My role here was also truly end-to-end. It was hands-on leadership from research to core design to testing, and I even used my front-end skills to maintain a web prototype (HTML, CSS/SCSS, Bootstrap, and Angular). And on top of that, I created presentations and made my case to senior stakeholders through the different phases.

The End Product
A well-received and user-tested product that serves ~90% of the original legacy product’s user base. The product went beyond solving technical and user experience issues of the legacy product by becoming a full-fledged modern Saas solution with a much more intuitive user experience.

My Role
Product Design Lead

The Problem
A 15-year-old suite of legacy applications with a soon-to-be-deprecated tech stack and a problematic user experience. Beyond the technical issues, the product grew organically for years with little to no guidance from designers.

Team/Triad
Product Design Lead
Product Manager
Product Dev Team

1. Background: Legacy CAR

The legacy application named Corporate Account Reconciliation (CAR for short) is a rich, white-labeled, and feature-laden—but also very old (20+ years now and counting)—application that had usability and technical issues. Its core tech (Java Applet) was also reaching its end of life. It was also a pain point for both American Express and its corporate clients fix CAR every time the Java version was updated in a client company.

One caveat to growing the application organically was the lack of design oversight, so apart from the substantial technical pain points, the user experience also became worse over time.

2. Understanding and Solving for Recon

Understanding CAR initially involved a lot of stakeholder and SME interviews that yielded starter maps (example shown here).

These SME interviews were followed by user interviews and ethnographic studies.

In every step, I sought a balance between product and user needs. But along the many user interviews and test sessions that I ran during the project, I was also educating myself in the technical aspects of CAR as an application suite.

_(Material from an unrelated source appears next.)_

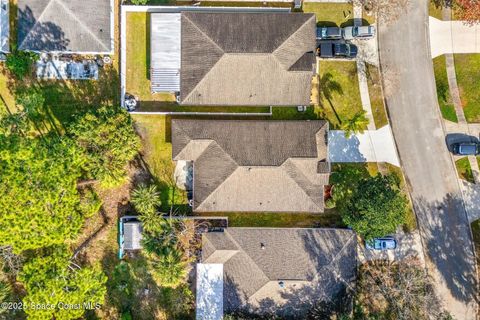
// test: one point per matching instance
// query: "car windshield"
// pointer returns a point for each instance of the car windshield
(468, 149)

The chart I included here was traced from one of my whiteboard sketches and represents a really tiny part of what CAR is about in terms of areas, features, and roles.

3. Persona, Org Structure, and Roles

Testing and sometimes even just speaking with my higher-level personas, power users, and SMEs were key to deliver a viable product offering.

The majority of the work done for Recon is around the lower part of this org structure chart, so the personas I served for about 70% of the time are the Cardmember and the Cardmember Manager personas.

But I also dealt with an admin- or power-user-type persona that we called a Basic Control Account (BCA) Manager. This persona type managed CAR across the client companies and there can be just one BCA Manager in a company or multiple BCA Managers—mostly depending on the size of the client company.

4. User Research and Validation

A third of my daily life in Recon was user research and testing. For whatever reason, I snapped a photo of my desk back then. A photo here shows and earlier incarnation of Recon’s Transaction List screen (prototyping in HTML) on the left and a user test script on the right.

Talking and empathizing with users is a key part of making sure that we’re solving the right problems.

This is an actual photo of my desk after a user testing session, complete with the script I wrote to the write and the HTML+Angular prototype I ran and maintained for my tests.

5. Lean UX: Design Thinking and Iteration

Throughout the transformation of Recon, I either lead or supported design studio sessions for figuring out which problems to solve, prioritizing features into user stories and epics, and then ideating on how best to tackle these stories.

This collage of photos is from different sessions, and quite often, I would pull in people from my Product and Development team (and sometimes people from other teams) to flesh out more ideas and encourage “out-of-the-box” thinking.